It will be really helpful if the fourth method is explained as well, but I have no idea what are determinant equations and cofactors
the original question (number 9) and the marking scheme
Best Answer
For the third method, we can think of a plane by starting at an initial point.$$\mathbf{r}=2\mathbf{i}+5\mathbf{j}−\mathbf{k}+\lambda(\mathbf{i}+2\mathbf{j}+3\mathbf{k})+\mu(2\mathbf{i}+\mathbf{j}−2\mathbf{k}),$$ Imagine you're a bug, starting at the point $(2,5,-1)$, which is on the plane. You can first travel as far as you want in the direction of $\langle 1,2,3\rangle$ or opposite this direction, which produces a line.

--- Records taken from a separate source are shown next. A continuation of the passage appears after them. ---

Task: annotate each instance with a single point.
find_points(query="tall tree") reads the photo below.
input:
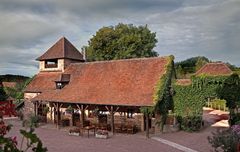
(122, 41)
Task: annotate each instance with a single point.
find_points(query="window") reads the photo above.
(51, 64)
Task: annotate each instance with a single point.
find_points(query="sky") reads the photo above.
(184, 28)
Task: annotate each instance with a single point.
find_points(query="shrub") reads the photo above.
(190, 123)
(226, 140)
(218, 104)
(9, 144)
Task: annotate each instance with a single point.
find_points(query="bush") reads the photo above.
(226, 140)
(218, 104)
(234, 118)
(9, 144)
(190, 123)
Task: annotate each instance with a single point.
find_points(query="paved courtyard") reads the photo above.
(59, 140)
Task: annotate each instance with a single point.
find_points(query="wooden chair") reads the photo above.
(118, 128)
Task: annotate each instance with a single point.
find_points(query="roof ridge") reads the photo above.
(121, 60)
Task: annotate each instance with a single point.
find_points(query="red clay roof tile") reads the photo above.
(121, 82)
(214, 69)
(42, 82)
(62, 49)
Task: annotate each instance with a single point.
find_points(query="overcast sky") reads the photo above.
(185, 28)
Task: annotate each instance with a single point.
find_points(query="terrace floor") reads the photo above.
(59, 140)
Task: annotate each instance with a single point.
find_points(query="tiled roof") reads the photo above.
(64, 78)
(43, 82)
(183, 82)
(121, 82)
(62, 49)
(214, 69)
(9, 84)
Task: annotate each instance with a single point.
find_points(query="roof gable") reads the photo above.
(214, 69)
(42, 82)
(61, 49)
(129, 82)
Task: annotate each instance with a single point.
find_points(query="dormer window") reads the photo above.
(51, 64)
(62, 81)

Then you can also travel as much as you want in the direction of $\langle 2,1,-2\rangle$. Now you have a plane.
If you take the parametric equations that this equation gives, you'd get $$x=2+\lambda+2\mu,\quad y=5+2\lambda+\mu,\text{ and } z=-1+3\lambda-2\mu,$$ and you can eliminate $\lambda$ and $\mu$ to get a single equation involving just $x$, $y$, and $z$.
For the fourth method, the determinant of a matrix is zero precisely when one vector can be written as a combination of the others. So this is just giving a slick way to find when $\langle x-2,y-5,z-1\rangle$ is in the span of $\langle 1,2,3\rangle$ and $\langle 2,1,-2\rangle$.